Qunut (Subuh): Bijak Menyikapi Perbedaan dan Kontekstualisasinya

  • Whatsapp

Oleh : H. Asmu’i Syarkowi
(Hakim Tinggi PTA Jayapura)

Salah satu persoalan perbedaan pendapat (khilafiyah) yang sampai saat ini masih berlangsung adalah tentang qunut pada salat subuh. Pada suatu masjid umum (bukan milik ormas tertentu) sering kita saksikan ketika pada rakaat kedua setelah iktidal sikap para jamaah bermacam-macam. Ada yang qunut dan ada yang tidak. Yang menggelikan adalah ketika mereka dalam posisi salat berjamaah. Ketika imam melakukan qunut, ada jamaah yang tidak ikut serta. Sebaliknya juga terjadi, ketika imamnya kebetulan tidak qunut, ada sebagian makmum yang (memaksakan) melakukan qunut sendiri. Malah ada imam yang ketika tidak qunut, setelah iktidal, perlu berdiri sedikit lama. Alasannya, patut diduga, untuk memberikan kesempatan kepada sebagian makmumnya yang ingin qunut. Yang menarik, sampai saat ini qunut selalu dikaitkan dengan dua ormas Islam terbesar Muhammadiyah dan Nahdlatul Ulama (NU). Yang tidak qunut dianggap Muhammdiyah sedangkan yang qunut dianggap NU.

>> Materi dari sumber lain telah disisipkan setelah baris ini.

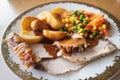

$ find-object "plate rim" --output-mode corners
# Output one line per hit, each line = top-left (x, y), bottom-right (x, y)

Praktik demikian, saat ini memang berjalan ‘aman-aman’ saja. Saling serang dengan argumen dalil plus retorika, baik dari penganut qunut maupun yang kontra seperti yang terjadi era tahun 70-an ke bawah, memang jarang kita dengar lagi. Kalaupun masih ada, paling hanya dalam kesempatan pengajian-pengajan khusus oleh ormas tetentu. Dan, yang demikian tentu menggembirakan karena kita tidak terjebak pada perdebatan-perdebatan kurang penting yang sering ikut menguras energi. Meskipun demikian, untuk meyegarkan pengetahuan kita tentang ‘perqunutan’ (subuh) ini, ada baiknya kita simak kembali wacana ini menurut pandangan para ulama dan bagaimana sebaiknya kita menyikapi.
Ulama fikih (para fkaha) memang berbeda bendapat menganai qunut subuh. Dalam Kitabnya Fiqh al-Sunnah, Sayiq Sabiq mengemukakan padangan para fukaha seputar wacana qunut pada salat subuh ini. Imam Ahmad, Nasai, dan Tirmidzi meriwayatkan sebuah hadits yang dinyatakan sahih olehnya, dari Malik al Asyja’iy, ia berkata, ayahku pernah mengerjakan salat di belakang Rsulullah SAW letika masih berumur 16 tahun, Abu Bakar, Umar. Utsman. Aku bertanya, apakah rasulullah SAW dan para sahabat melakukan qunut? Ayahku menjawab, tidak wahai anakku. Itu hanya suatu yang diada-adakan. Ibnu Hibban, Khatib, dan Ibnu Khuzaimah meriwayatkan sebuah hadits shahih dari Anas, bahwa rasulullah SAW tidak penah melakukan qunut ketika mengerjakan salat subuh kecuali ketika mendoakan kebaikan atau kebinasaan suatu kaum. Bahkan Zubair dan tiga khalifah (Abu Bakar, Umar, dan Utsman) tidak pernah qunut ketika mengarjakan salat subuh.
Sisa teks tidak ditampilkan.